2.11. Glossary of Terms
Accelerators and Incubators
- Accelerator: Organizations which are very similar to an incubator but differ in that they usually focus on businesses that made it through the start-up phase and are poised to grow. Business accelerators will generally offer all of the services offered by a business incubator. The key difference is the level of hands-on involvement by accelerator management and/or connections to venture capital which should increase the chances of success.
- Incubator: An organization designed to accelerate the growth and success of entrepreneurial companies through an array of business support resources and services that could include physical space, capital, coaching, common services, and networking connections.
Advocacy groups: Many countries have some form of Investment Promotion Agency which have the potential to play a large role in identifying and promoting investment opportunities. USAID and other development agencies can have a strong impact in convening, creating forums and events in which those seeking finance can engage with finance providers.
Angel investors: Also called informal investors, angel funders, private investors, seed investors or business angels, they invest in entrepreneurs and their businesses in the earliest phases. Angel investors typically invest their own money in exchange for equity or convertible debt. Because they are often closer to the entrepreneur, they may also provide some mentorship.
Central banks: A national bank that operates to establish monetary and fiscal policy and to control the money supply and interest rate (Source: Merriam-Webster).
Commercial banks: A non-government affiliated bank that exists to handle the everyday financial transactions of businesses and individuals (Source: Merriam-Webster).
Commercial investor: An individual, institution, or group of investors, in a for-profit business or enterprise involved in the buying and/or selling of goods and/or services that are expected to generate cash flow (Source: Business Dictionary).
Credit bureaus: An agency that researches and collects credit information on individuals and sells that information to creditors when they are making decisions on loans.
Credit unions: User-owned financial intermediaries. Members usually share a common bond based on a geographic area, employer, community, or other affiliation. Savings and credit are their principal services, although they can offer payment services, money transfers, and insurance as well. In development, savings and credit cooperatives can reach clients and areas that are unattractive to banks.

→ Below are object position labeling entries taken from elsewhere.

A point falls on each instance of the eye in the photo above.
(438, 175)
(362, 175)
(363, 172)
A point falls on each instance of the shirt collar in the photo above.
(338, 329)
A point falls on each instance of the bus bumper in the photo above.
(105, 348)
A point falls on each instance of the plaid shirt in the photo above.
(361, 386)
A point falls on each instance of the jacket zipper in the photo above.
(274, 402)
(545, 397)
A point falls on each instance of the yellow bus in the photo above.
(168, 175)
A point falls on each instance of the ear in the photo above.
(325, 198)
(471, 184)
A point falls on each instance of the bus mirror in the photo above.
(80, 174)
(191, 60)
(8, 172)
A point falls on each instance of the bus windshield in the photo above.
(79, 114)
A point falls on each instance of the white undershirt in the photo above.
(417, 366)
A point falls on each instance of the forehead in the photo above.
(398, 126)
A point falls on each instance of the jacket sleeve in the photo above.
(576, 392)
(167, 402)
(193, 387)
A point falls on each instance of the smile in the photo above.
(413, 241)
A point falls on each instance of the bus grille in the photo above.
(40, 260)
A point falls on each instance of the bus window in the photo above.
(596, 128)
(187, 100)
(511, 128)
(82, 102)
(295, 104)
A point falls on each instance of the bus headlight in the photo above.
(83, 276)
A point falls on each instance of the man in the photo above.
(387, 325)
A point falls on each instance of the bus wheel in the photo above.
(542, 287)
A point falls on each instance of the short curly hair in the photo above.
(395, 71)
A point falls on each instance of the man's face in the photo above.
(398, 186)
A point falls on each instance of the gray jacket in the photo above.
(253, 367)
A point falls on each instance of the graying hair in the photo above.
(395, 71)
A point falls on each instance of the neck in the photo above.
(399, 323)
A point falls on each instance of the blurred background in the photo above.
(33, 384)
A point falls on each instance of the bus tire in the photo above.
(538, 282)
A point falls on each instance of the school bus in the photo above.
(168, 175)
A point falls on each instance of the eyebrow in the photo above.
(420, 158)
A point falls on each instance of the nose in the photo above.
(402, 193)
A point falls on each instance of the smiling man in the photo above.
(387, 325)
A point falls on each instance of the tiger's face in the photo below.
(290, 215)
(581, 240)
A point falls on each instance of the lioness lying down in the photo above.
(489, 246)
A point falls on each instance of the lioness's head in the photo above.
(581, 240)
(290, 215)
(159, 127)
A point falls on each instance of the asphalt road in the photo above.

Development finance institution: National and international development finance institutions (DFIs) are specialized development banks or subsidiaries set up to support private sector development in developing countries. They are usually majority-owned by national governments and source their capital from national or international development funds or benefit from government guarantees (Source: OECD.org). USAID is the largest overseas donor finance institution.
Entrepreneur: An individual or group with an independent idea allowing them to start and own a business, provided financing becomes available.
FinTech: A broad term that has expanded to include virtually any technological innovation in the financial sector.
Institutional investors: These include pension funds and insurance companies with large amounts of cash inflows that typically need to be invested over the long-term. Institutional investors are important because of their size and huge appetite for debt and equity. While institutional capital in developing countries remains relatively small, it is growing rapidly and is generating interest as to how it can be unlocked to support development.
Matchmaking platforms: Platforms designed to connect finance providers with firms needing investments (typically SMEs) and provide resources to facilitate transactions while not becoming a party in those transactions.
Microfinance institutions: Overseas organizations that make individual microcredit loans directly to villagers, microentrepreneurs, impoverished women and poor families. An overseas MFI is like a small bank with the same challenges and capital needs confronting any expanding small venture but with the added responsibility of serving economically-marginalized populations. Many MFIs are creditworthy and well-run with proven records of success, many are operationally self-sufficient (Source: Principles of Microfinance).
Municipality: A city or town that is empowered with a local government. Municipalities may take on the role of finance providers or finance seekers.
Policymakers & legislators: People who create ideas and plans for government regulations. Policymakers and legislators set the regulatory framework for the local financial environment.
Regulators: People who uphold the laws in a region. Regulators measure actions against present law.
Securities exchange: An organized and regulated market facilitating the purchase and sale of securities.
Small and medium-sized enterprise (SME): Small and medium-sized enterprises are a primary target for international development in the financial sector. SMEs are frequently the most vulnerable and have the highest level of difficulty acquiring financing due to their limited assets.
Venture capital and private equity: Financing provided to startup companies and small businesses that are believed to have long-term growth potential. For new companies with a limited operating history, venture capital can be an important source of capital, however the main downside is that the investors usually get equity in the company, and thus have a say in company decisions.